And as a sidenote, the number one seed in Singapore will, rather amazingly, be Simona Halep.

Another question remains though: will Maria Sharapova follow suit and withdraw from Singapore? She’s already withdrawn from Beijing, which precedes the tour finals by 2 weeks. Given her trouble getting back on the court since July, it’s difficult to see her fully recovering before the end of the month. And if she does manage to play in Singapore, it’s very likely that she won’t last long before withdrawing.

Without the two most recognisable stars of the WTA, the WTA Finals in Singapore may potentially be a (somewhat) marketing disaster. I say somewhat because there are still some exciting competitors heading to the Asian city. Simona Halep is beloved in Singapore following her finals run last year (and she’ll undoubtedly bring along those entertainingly voracious Romanians with her), while 2-time Wimbledon champion Petra Kvitova will always attract spectators. And Flavia Pennetta, should she qualify, should prove a fascinating storyline.

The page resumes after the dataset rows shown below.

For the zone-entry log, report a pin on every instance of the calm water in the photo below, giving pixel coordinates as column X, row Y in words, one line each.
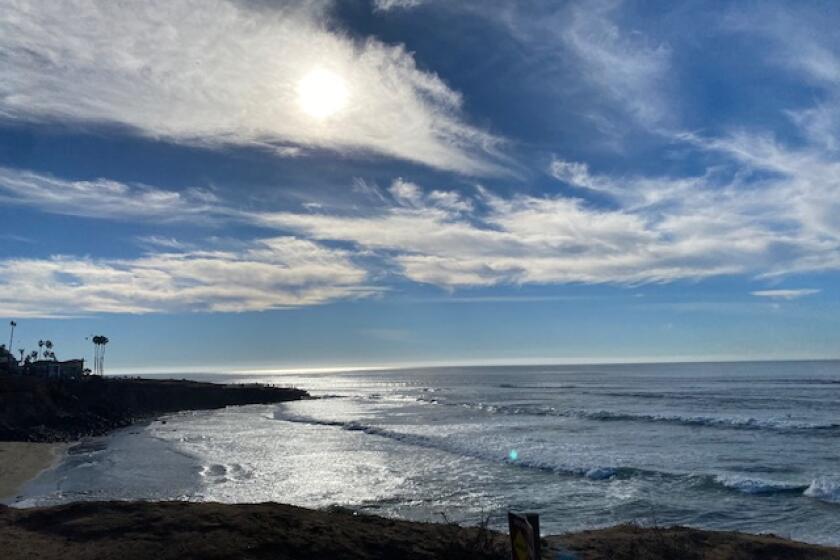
column 752, row 446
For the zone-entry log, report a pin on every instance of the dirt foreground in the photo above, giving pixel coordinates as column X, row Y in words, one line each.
column 164, row 530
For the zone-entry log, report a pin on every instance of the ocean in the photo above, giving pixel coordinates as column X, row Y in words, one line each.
column 743, row 446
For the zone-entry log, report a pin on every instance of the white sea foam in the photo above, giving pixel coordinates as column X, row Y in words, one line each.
column 757, row 486
column 826, row 489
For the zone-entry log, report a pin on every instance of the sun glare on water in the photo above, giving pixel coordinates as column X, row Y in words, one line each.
column 322, row 93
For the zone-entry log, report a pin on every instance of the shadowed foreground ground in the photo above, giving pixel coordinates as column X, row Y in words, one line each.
column 164, row 530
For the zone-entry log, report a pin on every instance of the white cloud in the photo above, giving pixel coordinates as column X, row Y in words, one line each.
column 104, row 198
column 785, row 294
column 268, row 274
column 525, row 239
column 215, row 72
column 385, row 5
column 629, row 68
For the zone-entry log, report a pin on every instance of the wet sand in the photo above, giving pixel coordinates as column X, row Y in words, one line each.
column 22, row 461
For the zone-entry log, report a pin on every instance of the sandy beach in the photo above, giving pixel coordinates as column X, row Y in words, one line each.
column 22, row 461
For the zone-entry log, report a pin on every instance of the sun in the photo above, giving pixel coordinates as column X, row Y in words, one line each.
column 322, row 93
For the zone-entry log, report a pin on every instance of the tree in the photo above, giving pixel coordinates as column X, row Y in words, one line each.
column 99, row 343
column 12, row 326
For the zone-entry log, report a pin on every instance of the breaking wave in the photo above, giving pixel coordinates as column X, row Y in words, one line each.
column 734, row 422
column 824, row 489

But there’s no getting around the fact that players like Lucie Safarova (who may also withdraw) and Garbine Muguruza don’t welcome the same excitement as one of the greatest players of all time or one of the most marketable athletes of all time. And now that the former is hanging up her racket for the year, there’s no doubting that the WTA will be praying that the latter – Maria Sharapova – will be fit and ready to compete for the title in Singapore.